WASHINGTON (Dow Jones Newswires), Oct. 6, 2010
The Obama administration's response to the BP oil spill in the Gulf of Mexico was affected by "a sense of over optimism" about the scale of the disaster that "may have affected the scale and speed with which national resources were brought to bear," the staff of a special commission investigating the disaster finds in papers released Wednesday.
In four papers issued by the National Commission on the BP Deepwater Horizon Oil Spill and Offshore Drilling, commission investigators fault the administration for making inaccurate public statements about a report on the fate of oil spilled by a BP PLC well in the Gulf of Mexico.

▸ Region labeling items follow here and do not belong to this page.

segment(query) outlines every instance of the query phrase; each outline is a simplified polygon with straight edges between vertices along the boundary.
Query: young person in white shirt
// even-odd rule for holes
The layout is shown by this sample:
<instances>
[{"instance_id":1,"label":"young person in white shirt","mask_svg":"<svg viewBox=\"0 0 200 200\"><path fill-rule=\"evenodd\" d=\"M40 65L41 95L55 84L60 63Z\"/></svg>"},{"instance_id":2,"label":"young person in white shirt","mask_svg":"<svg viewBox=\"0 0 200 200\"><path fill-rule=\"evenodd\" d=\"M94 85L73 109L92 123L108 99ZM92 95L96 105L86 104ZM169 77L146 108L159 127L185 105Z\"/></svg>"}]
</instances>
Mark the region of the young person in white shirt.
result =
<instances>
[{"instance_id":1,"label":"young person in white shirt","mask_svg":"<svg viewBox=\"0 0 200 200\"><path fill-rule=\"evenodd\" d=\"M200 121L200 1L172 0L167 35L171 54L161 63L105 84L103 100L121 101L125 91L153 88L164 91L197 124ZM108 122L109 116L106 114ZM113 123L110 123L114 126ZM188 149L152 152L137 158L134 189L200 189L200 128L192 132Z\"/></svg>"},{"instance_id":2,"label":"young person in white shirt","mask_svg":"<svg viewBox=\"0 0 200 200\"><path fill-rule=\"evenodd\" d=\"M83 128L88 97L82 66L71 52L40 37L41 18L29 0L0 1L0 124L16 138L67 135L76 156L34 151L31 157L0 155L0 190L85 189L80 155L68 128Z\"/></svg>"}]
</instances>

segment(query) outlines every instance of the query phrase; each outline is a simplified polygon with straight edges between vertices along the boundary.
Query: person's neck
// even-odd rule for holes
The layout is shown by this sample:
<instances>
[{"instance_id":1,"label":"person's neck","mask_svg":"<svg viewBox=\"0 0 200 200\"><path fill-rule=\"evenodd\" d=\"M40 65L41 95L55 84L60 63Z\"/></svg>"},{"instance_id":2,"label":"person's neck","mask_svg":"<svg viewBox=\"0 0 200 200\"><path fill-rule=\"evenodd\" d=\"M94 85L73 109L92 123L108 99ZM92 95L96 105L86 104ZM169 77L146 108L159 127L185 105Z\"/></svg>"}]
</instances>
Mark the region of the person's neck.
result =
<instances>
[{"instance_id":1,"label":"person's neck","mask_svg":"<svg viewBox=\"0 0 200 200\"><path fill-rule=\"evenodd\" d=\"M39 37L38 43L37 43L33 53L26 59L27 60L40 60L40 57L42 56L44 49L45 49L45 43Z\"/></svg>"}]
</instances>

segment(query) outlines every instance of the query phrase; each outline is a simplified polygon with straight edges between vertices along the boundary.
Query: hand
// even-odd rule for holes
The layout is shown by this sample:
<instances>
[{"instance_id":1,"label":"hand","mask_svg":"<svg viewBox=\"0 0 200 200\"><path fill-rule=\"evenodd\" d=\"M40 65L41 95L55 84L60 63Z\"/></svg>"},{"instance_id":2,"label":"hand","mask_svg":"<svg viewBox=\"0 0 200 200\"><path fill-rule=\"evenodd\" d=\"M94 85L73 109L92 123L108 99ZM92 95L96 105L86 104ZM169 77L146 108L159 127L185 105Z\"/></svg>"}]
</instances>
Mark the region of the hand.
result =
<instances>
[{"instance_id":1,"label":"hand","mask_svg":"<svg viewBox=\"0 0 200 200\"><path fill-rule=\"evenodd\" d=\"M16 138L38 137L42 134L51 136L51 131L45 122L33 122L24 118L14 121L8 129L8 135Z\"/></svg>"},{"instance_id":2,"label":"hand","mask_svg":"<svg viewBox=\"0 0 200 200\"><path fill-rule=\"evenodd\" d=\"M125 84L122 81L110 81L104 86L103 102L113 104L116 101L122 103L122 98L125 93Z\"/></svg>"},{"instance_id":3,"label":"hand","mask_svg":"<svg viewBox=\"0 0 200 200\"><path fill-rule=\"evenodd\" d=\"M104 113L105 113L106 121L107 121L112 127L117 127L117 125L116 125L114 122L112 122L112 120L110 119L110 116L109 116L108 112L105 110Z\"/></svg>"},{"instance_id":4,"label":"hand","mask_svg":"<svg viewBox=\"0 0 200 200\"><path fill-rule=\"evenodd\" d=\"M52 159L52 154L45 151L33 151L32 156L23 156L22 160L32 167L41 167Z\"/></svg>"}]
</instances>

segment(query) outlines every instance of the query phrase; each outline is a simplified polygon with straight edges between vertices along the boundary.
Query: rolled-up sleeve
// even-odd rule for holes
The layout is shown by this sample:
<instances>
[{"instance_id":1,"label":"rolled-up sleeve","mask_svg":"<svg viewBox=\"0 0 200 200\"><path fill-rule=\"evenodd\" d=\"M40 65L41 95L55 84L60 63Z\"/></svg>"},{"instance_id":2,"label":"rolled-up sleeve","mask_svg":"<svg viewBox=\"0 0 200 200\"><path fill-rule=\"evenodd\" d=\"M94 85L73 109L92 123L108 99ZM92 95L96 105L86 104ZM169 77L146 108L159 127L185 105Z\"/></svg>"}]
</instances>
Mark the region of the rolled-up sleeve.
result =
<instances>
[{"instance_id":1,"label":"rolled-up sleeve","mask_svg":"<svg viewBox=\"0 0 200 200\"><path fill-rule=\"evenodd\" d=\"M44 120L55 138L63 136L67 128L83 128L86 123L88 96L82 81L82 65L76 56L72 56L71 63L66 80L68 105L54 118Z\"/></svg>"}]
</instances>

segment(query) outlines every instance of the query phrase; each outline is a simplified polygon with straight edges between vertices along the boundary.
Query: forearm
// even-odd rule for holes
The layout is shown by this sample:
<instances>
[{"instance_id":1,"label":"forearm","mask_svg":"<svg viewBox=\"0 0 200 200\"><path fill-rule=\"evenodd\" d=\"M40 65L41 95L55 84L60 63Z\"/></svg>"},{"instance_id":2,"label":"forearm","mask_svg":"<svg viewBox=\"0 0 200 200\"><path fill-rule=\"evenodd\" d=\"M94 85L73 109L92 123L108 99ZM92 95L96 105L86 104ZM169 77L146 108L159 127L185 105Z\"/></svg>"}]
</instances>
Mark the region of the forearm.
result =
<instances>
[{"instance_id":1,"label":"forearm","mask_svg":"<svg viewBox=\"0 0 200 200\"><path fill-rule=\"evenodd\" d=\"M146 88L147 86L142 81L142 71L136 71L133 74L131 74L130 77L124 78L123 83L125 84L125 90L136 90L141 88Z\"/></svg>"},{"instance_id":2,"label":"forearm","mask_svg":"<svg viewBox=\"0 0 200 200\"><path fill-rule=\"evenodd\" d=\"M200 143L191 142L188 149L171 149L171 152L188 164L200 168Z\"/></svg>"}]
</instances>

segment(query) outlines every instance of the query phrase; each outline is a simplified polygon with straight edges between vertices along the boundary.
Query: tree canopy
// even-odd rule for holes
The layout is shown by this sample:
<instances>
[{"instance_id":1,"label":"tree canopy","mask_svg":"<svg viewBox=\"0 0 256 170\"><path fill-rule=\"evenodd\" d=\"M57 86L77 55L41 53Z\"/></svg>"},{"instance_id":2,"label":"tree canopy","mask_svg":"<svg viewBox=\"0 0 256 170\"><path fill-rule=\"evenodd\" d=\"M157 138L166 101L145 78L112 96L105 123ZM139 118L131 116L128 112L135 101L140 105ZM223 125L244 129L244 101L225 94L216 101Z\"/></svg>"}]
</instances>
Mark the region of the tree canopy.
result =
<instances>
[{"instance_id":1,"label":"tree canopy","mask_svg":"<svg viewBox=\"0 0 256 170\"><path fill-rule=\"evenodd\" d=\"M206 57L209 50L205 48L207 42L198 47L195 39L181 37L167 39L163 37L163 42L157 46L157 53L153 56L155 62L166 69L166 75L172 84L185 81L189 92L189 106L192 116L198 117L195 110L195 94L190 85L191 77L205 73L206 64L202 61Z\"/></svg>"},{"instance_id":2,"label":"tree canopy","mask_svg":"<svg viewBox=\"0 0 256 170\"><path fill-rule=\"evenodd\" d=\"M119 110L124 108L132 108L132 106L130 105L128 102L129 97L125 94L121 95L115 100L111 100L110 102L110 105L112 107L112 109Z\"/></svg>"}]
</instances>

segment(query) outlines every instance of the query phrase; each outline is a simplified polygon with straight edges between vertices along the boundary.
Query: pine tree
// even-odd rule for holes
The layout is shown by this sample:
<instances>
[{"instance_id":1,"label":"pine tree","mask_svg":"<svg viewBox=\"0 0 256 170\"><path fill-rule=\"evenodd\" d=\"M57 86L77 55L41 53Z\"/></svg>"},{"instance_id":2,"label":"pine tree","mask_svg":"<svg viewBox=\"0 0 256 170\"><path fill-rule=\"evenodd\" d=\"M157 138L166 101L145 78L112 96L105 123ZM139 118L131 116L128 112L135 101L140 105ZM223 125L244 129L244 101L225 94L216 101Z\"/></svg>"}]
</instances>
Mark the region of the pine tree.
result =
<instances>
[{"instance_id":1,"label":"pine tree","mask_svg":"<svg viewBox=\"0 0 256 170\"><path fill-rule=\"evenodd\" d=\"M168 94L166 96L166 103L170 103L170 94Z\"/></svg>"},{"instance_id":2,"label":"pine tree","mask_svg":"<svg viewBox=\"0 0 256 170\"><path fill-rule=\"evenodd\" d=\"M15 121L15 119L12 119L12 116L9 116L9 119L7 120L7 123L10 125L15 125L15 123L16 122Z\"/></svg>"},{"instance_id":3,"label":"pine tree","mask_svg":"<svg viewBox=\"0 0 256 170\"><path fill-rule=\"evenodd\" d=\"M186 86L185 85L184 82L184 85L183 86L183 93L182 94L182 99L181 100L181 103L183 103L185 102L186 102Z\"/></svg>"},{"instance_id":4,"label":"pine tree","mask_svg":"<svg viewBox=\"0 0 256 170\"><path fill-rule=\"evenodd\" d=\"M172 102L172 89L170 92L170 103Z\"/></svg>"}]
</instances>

The commission papers are also critical of the administration for initially underestimating how much petroleum was flowing into the Gulf. Together, the inaccurate statements created the impression the government "was either not fully competent to handle the spill or not fully candid" about the accident.
The paper faults the administration for taking "an overly casual approach" in calculating, during the spill's second week, that between 1,000 and 5,000 barrels of oil were flowing in to the Gulf.
That estimate - which the government later revised to between between 35,000 and 60,000 barrels a day - was based on a one-page document prepared by a government scientist within six days of the April 20 explosion of the Deepwater Horizon rig, according to a commission staff paper.
The scientist's estimate was based partly on an imprecise estimate of the speed with which the oil was leaking and didn't account for a leak from a kink in the riser above the rig's blowout preventer, according to the spill commission investigators.
"Despite the acknowledged inaccuracies of the [government] scientist's estimate and despite the existence of other and potentially better methodologies for visually assessing flow rate ... 5,000 bbls/day was to remain the government's official flow-rate estimate for a full month until May 27, 2010," the staff paper says. The paper adds that it is "possible that inaccurate flow-rate figures may have hindered the subsea efforts to stop and to contain the flow of oil at the wellhead."
A White House spokesman didn't immediately respond to a request for comment on the paper.
The working paper is one of several released by the commission that examines various aspects of the federal response to the Gulf spill. Another paper released Wednesday suggests the administration was in some ways slow to respond to the accident and then misdirected resources when it realized the American public viewed its response as being inadequate.
While Coast Guard personnel told the commission in interviews that they had enough equipment by the end of May, the president announced around that same time that he would triple the federal manpower to response to the spill. The paper calls this "the arguable overreaction to the public perception of a slow response."
The tripling effort resulted in resources being thrown at the problem in an inefficient way. For example, the commission paper says, the National Incident Command staffers thought they needed to buy every skimmer they could find, even though they were hearing that responders had enough skimmers.
The commission staff also takes the administration to task for having characterized a federal report on the fate of oil as having been subjected to "peer review" by independent scientists. In fact, the commission staff paper says, it is unclear whether any independent scientists actually reviewed the paper prior to its release in August. The paper said that about three-quarters of the oil spilled by the well had broken down or been cleaned up. Those estimates have been challenged as overly rosy by some independent scientists.